If she is so determined to ram those lambs I would not put the lambs in with her - she may well kill them. Keep persevering with the bottle. If necessary tube feed the weaker one to give it the nutrition it needs. They'll soon learn to drink. If you keep milking out the ewe you will encourage her milk flow which is a LOT more work for you. Let her dry up. Leave her for a day, milk her out, then leave her for  2 days, milk here out, three days, milk her out & then she should be OK. Take her off ALL grain if that is what you feed. Grain encourages milk production which is not what you want now. Put her out on pasture if you can so she is also getting a lot of exercise. 

Liz


----------



## Southdown (Mar 31, 2012)

We have the ewe penned next to the lambs, but with a divider so she can't hurt them.  She absolutely does not like them.  Husband holds her still with a halter and I let the lambs nurse on her for about 20 minutes.  Then they go back to their divided pens.  At least they are getting her milk, in addition to bottle feeding.  She still tried to ram them, even after nursing for a few times now.  This is just so weird to me.  The lambs are absolutely adorable though.


----------



## Southdown (Apr 2, 2012)

Update:
After four days of restraining the mother ewe and allowing the twins to nurse on her, all of a sudden, the ewe has accepted them.  It was so weird!  It was late at night and we were letting the lambs nurse before bed.  The ewe started to coo and gurgle to them (like they normally do right after birthing).  She was "talking" to them all night long and kept sniffing and licking them.  So we stayed up late in the barn and just watched them interact to make sure that momma wasn't going to ram them again.  It was like some one flipped a switch!  She literally went from practically wanting to kill them to completely taking them.  After work tonight, she was even protective of them.  She wants to have her eyes on both of them at all times; if one walks away she has to see where it went.  We are so happy and now they are getting a lot more food compared to us feeding them.  They are also nibbling on the hay after watching momma eat.  They look healthier now and their wrinkles are filling out.  Yay!!


----------



## Remuda1 (Apr 2, 2012)

AWESOME!!!!!


----------



## aggieterpkatie (Apr 3, 2012)

That's great news!


----------



## dwbonfire (Apr 3, 2012)

aww that is great news! good job for staying with it and trying like you did, of course they are better off with mom and they wouldnt be with her had you not kept trying!


----------



## Godsgrl (Apr 3, 2012)

Hello, I'm new here, and don't have any livestock, so I live vicariously through all of you. I love reading about your new births, new additions, and what you have learned as you go about your farming journey.
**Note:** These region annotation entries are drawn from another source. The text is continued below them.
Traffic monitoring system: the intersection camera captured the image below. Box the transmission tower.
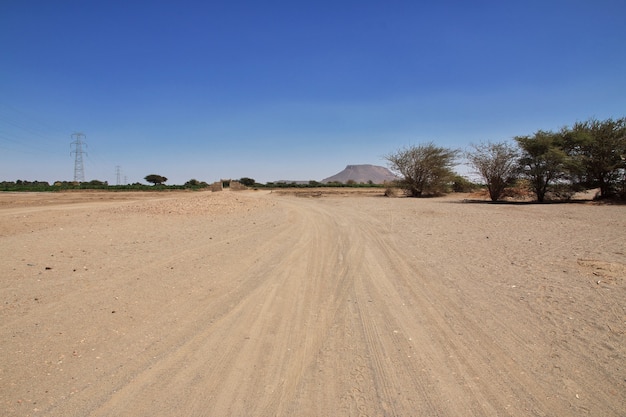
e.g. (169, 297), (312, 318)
(70, 133), (87, 182)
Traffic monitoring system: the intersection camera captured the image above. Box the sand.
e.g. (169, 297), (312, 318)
(0, 190), (626, 417)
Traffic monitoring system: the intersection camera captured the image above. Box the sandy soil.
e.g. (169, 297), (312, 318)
(0, 191), (626, 417)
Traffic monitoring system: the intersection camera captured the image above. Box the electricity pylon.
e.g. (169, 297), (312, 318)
(70, 133), (87, 182)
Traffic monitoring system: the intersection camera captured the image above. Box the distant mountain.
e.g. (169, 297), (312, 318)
(322, 164), (398, 184)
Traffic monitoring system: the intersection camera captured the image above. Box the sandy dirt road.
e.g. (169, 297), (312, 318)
(0, 191), (626, 416)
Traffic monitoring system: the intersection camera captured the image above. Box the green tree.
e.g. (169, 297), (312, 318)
(239, 177), (256, 187)
(143, 174), (167, 185)
(466, 142), (519, 201)
(385, 142), (459, 197)
(515, 130), (570, 202)
(565, 118), (626, 197)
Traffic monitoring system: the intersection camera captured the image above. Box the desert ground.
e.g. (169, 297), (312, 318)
(0, 190), (626, 417)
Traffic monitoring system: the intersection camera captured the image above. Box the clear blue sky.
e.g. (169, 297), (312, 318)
(0, 0), (626, 184)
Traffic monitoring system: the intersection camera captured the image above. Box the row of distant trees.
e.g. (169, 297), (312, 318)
(386, 118), (626, 202)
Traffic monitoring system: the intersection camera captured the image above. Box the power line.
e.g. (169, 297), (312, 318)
(70, 133), (87, 182)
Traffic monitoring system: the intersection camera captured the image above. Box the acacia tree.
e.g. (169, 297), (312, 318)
(565, 117), (626, 197)
(515, 130), (569, 203)
(385, 142), (459, 197)
(466, 142), (518, 201)
(144, 174), (167, 185)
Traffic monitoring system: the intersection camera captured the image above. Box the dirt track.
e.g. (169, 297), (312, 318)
(0, 192), (626, 417)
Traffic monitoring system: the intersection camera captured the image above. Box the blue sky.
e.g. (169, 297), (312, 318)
(0, 0), (626, 184)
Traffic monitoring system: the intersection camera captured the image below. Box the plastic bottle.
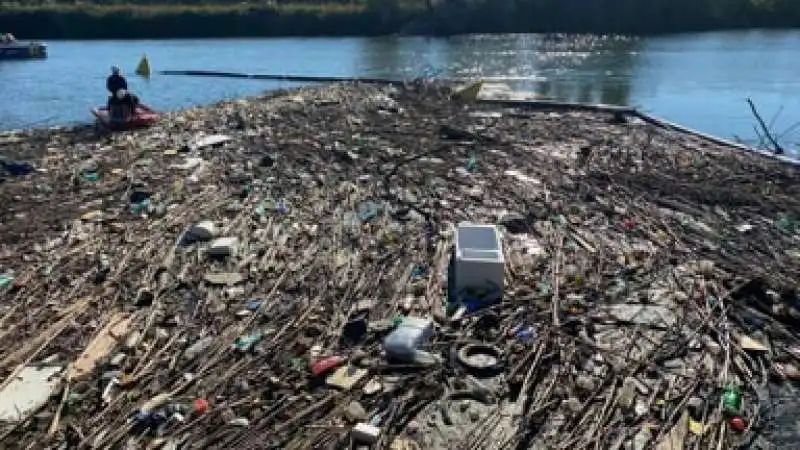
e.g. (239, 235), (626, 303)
(722, 386), (742, 415)
(383, 317), (433, 361)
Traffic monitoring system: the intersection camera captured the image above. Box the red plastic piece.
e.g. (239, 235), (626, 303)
(194, 398), (210, 415)
(311, 356), (344, 376)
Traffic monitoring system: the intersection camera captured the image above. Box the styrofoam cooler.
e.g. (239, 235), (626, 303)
(453, 223), (505, 294)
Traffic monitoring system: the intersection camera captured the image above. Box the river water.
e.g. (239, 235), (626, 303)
(0, 31), (800, 155)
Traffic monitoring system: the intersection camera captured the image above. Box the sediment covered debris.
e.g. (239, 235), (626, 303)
(0, 85), (800, 449)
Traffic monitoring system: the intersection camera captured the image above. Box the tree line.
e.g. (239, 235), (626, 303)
(0, 0), (800, 39)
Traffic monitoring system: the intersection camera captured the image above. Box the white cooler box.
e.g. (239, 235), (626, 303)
(453, 223), (505, 295)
 I  just wanted to add my two cents here about your ewe that abandoned her lambs. When I was in high school, (so many years ago) I took a few agriculture classes. One thing I remember is if a ewe won't let her lambs nurse, you can put her in a very small pen with the lambs, then tie a border collie outside the fence. The border collie will stare at the ewe, and the sheep will focus all her attention on the dog, and the lambs can get in and nurse. Just a thought. My first dog was a border collie/aussie mix, and I know that stare well. For 12 years, she focused it on her tennis balls. Best dog I've ever known.


----------



## Cornish Heritage (Apr 3, 2012)

> She literally went from practically wanting to kill them to completely taking them.


Fantastic news!

Big welcome to Godsgrl too 

Liz


----------



## Hillsvale (Apr 4, 2012)

Southdown said:
			
		

> What is a teat bucket?  I will need to get some kind of bottle feeder to leave for them during the day when we are at work.  What can I get and from what store?  I'd like to put the ewe in a stachion, but I am worried about having her in it all day while we are at work.  Maybe just during feeding time after work.
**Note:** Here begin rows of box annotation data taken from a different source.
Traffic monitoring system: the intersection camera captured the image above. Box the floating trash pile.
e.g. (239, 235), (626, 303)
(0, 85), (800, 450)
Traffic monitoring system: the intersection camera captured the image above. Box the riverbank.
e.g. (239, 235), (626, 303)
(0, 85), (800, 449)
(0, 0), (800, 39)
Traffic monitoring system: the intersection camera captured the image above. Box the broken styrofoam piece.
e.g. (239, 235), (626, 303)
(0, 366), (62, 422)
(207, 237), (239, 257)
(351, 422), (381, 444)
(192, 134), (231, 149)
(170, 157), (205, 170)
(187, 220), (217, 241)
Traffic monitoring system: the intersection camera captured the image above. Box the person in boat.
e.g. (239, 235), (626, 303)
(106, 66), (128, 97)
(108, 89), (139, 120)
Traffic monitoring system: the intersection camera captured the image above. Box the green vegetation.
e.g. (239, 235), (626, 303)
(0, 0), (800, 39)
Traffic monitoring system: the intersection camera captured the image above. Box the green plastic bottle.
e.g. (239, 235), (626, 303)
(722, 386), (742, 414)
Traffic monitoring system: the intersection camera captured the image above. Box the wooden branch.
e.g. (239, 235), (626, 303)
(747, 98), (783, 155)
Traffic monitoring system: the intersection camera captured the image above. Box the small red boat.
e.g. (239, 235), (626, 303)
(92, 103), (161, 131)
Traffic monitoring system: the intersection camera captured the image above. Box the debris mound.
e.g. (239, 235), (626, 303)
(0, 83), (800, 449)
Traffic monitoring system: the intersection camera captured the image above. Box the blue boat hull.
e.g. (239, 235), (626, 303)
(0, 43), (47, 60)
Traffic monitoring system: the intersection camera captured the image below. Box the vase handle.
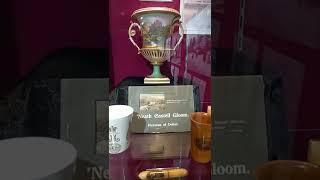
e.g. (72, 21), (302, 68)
(128, 23), (141, 54)
(173, 21), (184, 51)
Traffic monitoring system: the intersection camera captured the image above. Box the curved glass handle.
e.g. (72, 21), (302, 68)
(172, 21), (184, 51)
(128, 23), (141, 54)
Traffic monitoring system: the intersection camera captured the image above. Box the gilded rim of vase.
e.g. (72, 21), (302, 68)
(131, 7), (181, 20)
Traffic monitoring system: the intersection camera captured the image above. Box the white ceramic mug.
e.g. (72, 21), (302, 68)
(109, 105), (133, 154)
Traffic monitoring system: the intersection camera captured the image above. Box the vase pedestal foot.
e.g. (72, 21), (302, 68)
(144, 77), (170, 84)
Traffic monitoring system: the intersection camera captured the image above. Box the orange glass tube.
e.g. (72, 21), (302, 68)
(190, 112), (212, 163)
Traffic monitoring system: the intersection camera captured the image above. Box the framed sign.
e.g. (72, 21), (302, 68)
(128, 85), (194, 133)
(60, 78), (109, 167)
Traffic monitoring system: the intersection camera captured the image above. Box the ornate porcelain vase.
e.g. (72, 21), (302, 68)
(128, 7), (184, 84)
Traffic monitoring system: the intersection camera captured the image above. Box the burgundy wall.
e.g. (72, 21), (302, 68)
(0, 0), (19, 96)
(1, 0), (108, 93)
(14, 0), (106, 76)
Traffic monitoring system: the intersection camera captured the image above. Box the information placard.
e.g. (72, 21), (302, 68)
(128, 85), (194, 133)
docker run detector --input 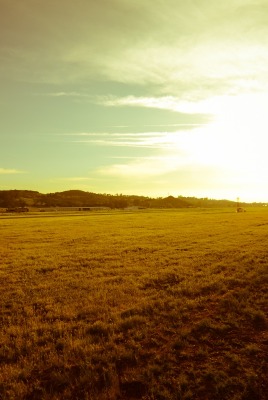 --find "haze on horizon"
[0,0,268,202]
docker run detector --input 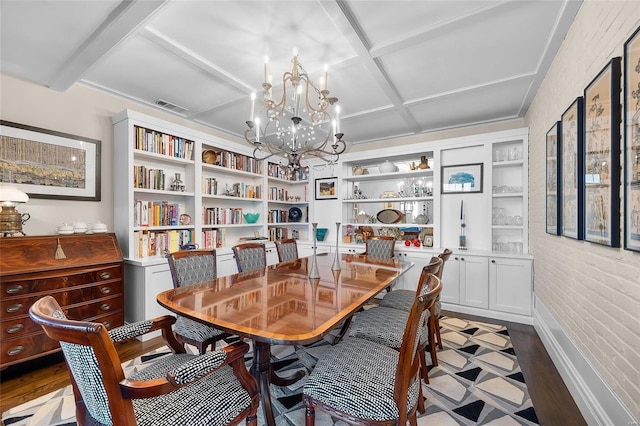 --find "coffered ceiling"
[0,0,581,143]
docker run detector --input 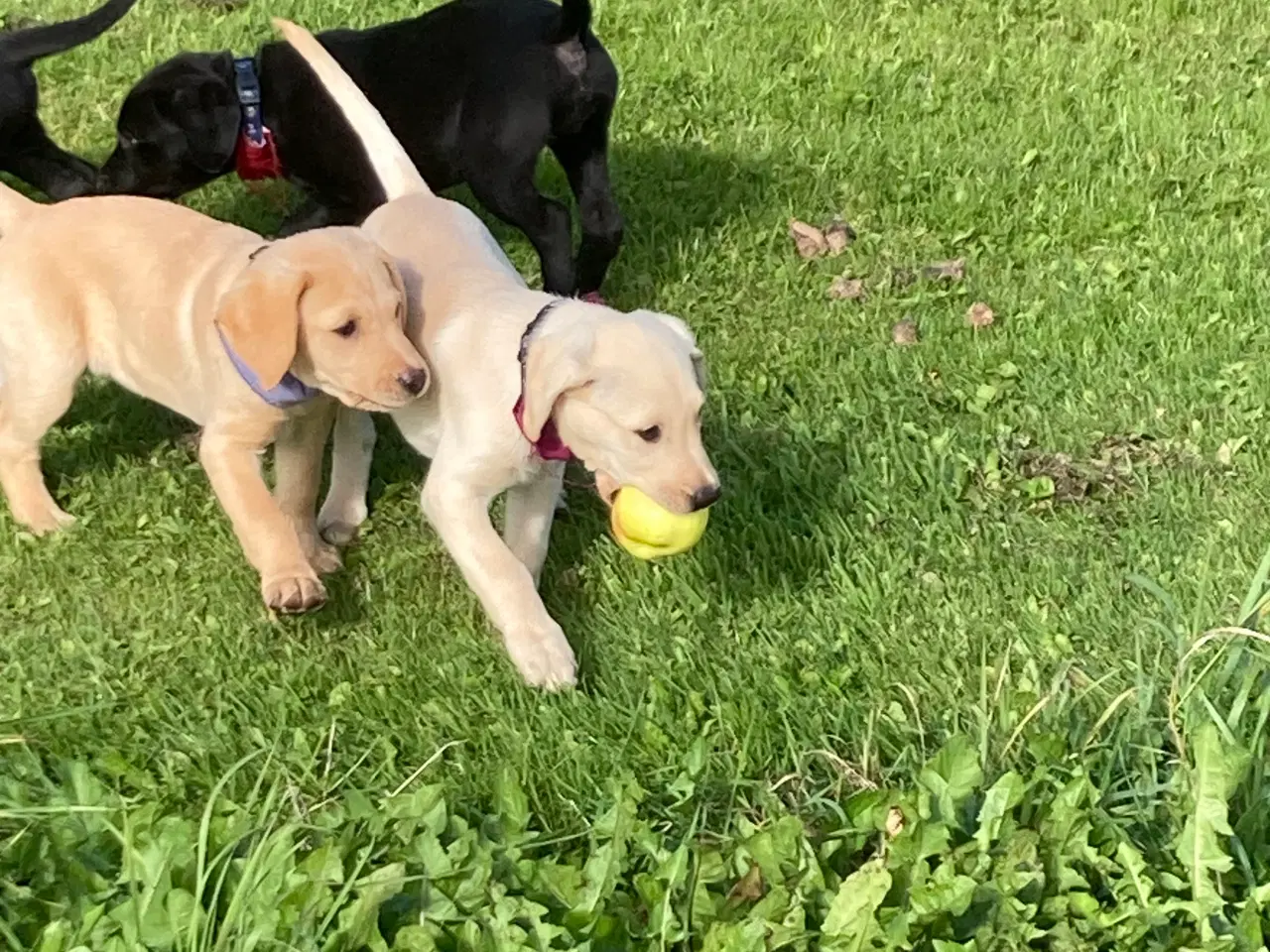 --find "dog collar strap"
[512,298,572,459]
[216,329,320,410]
[234,56,282,181]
Sorry for the delay, we have a bucket we purchased at the farm store... has backflow prevention and all that, stocked with 5 teast... Miller likes to try all of them in case one of them has something better.
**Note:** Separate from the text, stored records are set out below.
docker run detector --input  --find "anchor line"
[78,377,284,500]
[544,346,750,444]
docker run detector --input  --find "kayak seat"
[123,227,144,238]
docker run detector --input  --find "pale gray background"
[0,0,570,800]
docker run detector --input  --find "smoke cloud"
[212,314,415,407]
I can't seem to find one on line... just the feeder protion which sits in the bucket.


----------



## Bridgemoof (Apr 5, 2012)

That is such happy news Southdown! It confirms that tying the mother up works. Next time I get a ewe that rejects her lamb, I'm definitely going to do that! Because I am having a very hard time weaning MYSELF from my bottle baby, who is still in the house at 6 weeks.  She's just not ready to be a "sheep" full-time yet, and I am not pushing her, lol.


----------



## Southdown (Apr 5, 2012)

Yeah, they run up to their sheep mom before coming to me now.    They definitely know where the food source is.


----------



## Godsgrl (Apr 6, 2012)

Cornish Heritage said:
			
		

> > She literally went from practically wanting to kill them to completely taking them.
> 
> 
> Fantastic news!
> ...


Thank you!


----------